Blawn programming language (created by 15 years old boy) - joelhandwell
https://github.com/Naotonosato/Blawn
======
joelhandwell
It won the first prise of under 22 programming contest in Japan on Oct 21st,
2019, created from 2019 August in several weeks alone. Naoto Uehara, the
developer was a Python user who started to use C++ and did not like C++ so he
created Python like language to replace C++ by himself.

------
Phylter
The git comment "duh" give perfect proof to the fact it's a 15 year old boy.

------
gus_massa
When I see a new language, I always want to see the Hello Word and Fibonacci
examples.

------
algaeontoast
This is cool and really impressive, something just a few years ago I'd have
hoped to have created as a 15 year old or someone in high school.

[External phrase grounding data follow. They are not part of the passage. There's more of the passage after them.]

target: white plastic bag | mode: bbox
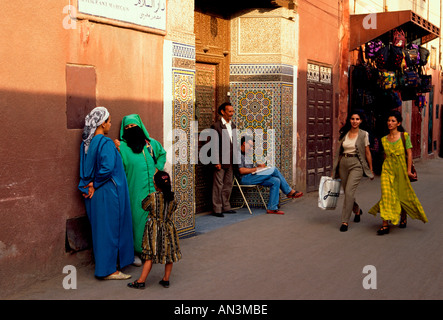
[318,176,341,210]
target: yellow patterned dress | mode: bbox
[368,132,428,225]
[140,192,182,264]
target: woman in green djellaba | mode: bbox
[115,114,167,255]
[368,110,427,235]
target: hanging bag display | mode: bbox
[405,44,420,66]
[396,70,405,87]
[379,71,397,90]
[318,176,341,210]
[375,45,389,69]
[365,39,384,59]
[416,94,427,110]
[393,29,406,48]
[389,46,404,70]
[419,46,430,66]
[404,69,420,88]
[419,74,432,93]
[402,49,412,67]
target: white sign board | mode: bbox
[78,0,166,30]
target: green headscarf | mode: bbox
[120,114,151,141]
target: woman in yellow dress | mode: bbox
[369,110,428,235]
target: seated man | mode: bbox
[238,136,303,214]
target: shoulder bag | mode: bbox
[401,132,417,182]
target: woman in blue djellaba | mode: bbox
[78,107,134,279]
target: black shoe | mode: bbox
[212,212,224,218]
[127,280,145,290]
[159,279,169,288]
[223,210,236,214]
[353,209,363,222]
[377,226,390,235]
[340,224,348,232]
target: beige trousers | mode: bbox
[338,156,363,223]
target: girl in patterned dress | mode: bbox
[128,171,182,289]
[369,111,428,235]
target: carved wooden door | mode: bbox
[306,63,333,192]
[195,62,217,213]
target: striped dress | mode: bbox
[368,132,428,225]
[140,192,182,264]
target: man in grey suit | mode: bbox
[210,102,238,217]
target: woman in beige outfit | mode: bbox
[332,111,374,232]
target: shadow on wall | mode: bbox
[0,88,164,298]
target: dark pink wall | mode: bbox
[0,2,164,297]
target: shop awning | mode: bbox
[350,10,440,50]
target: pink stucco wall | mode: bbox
[0,1,164,297]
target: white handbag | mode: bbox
[318,176,341,210]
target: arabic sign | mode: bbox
[78,0,166,30]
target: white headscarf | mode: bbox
[82,106,110,154]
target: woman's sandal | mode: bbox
[399,213,407,229]
[127,280,146,289]
[399,219,407,229]
[377,226,390,235]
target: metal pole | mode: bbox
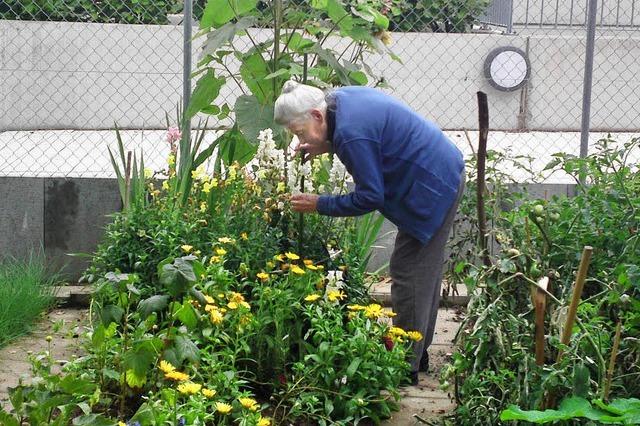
[183,0,193,139]
[507,0,514,34]
[579,0,598,160]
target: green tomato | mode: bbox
[550,212,560,222]
[533,204,545,216]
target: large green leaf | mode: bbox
[175,335,199,363]
[159,257,197,298]
[123,339,161,376]
[217,126,257,167]
[500,397,620,423]
[239,52,274,104]
[234,94,280,144]
[200,16,256,57]
[326,0,353,32]
[185,69,225,120]
[138,295,170,319]
[72,414,114,426]
[200,0,258,30]
[312,47,352,85]
[174,301,198,329]
[59,376,97,396]
[0,411,19,426]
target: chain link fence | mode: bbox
[1,0,639,180]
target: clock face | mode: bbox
[484,47,530,92]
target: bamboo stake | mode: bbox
[534,276,549,366]
[556,246,593,363]
[124,151,132,210]
[603,321,622,400]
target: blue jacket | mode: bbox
[316,86,464,245]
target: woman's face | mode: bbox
[288,109,328,150]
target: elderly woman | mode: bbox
[274,80,465,386]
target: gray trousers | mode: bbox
[390,175,464,372]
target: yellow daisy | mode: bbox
[290,265,306,275]
[164,370,189,382]
[347,304,366,311]
[158,360,175,374]
[216,402,233,415]
[202,388,216,398]
[204,295,215,304]
[303,259,314,266]
[305,294,321,302]
[228,301,238,310]
[364,303,384,319]
[181,244,193,253]
[241,232,249,240]
[257,417,271,426]
[210,309,224,325]
[306,264,318,270]
[215,248,227,256]
[177,382,202,395]
[327,290,346,302]
[407,331,423,342]
[285,252,300,260]
[239,397,259,411]
[218,237,235,244]
[389,326,407,337]
[256,272,270,281]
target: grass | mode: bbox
[0,252,58,348]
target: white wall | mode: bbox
[1,20,639,132]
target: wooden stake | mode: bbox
[603,321,622,400]
[534,276,549,366]
[476,91,491,267]
[556,246,593,363]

However, looking back I'm glad I was screwing around with friends at that age.
Setting stuff on fire, doing stupid stuff like exploiting MegaUpload, building
spud cannons and making pyrotechnic effects for my school's theater
(commercial grade "flash" powder is awesome, especially when the school buys a
pound of it and lets you keep what's leftover ;) ).

Sometimes I'm glad I wasn't too focused or smart in high school because it
means I have a few good friends and a childhood to look back on. Granted, I
still enjoyed competing and placing nationally in the Intel ISEF and Siemens
Competition in HS.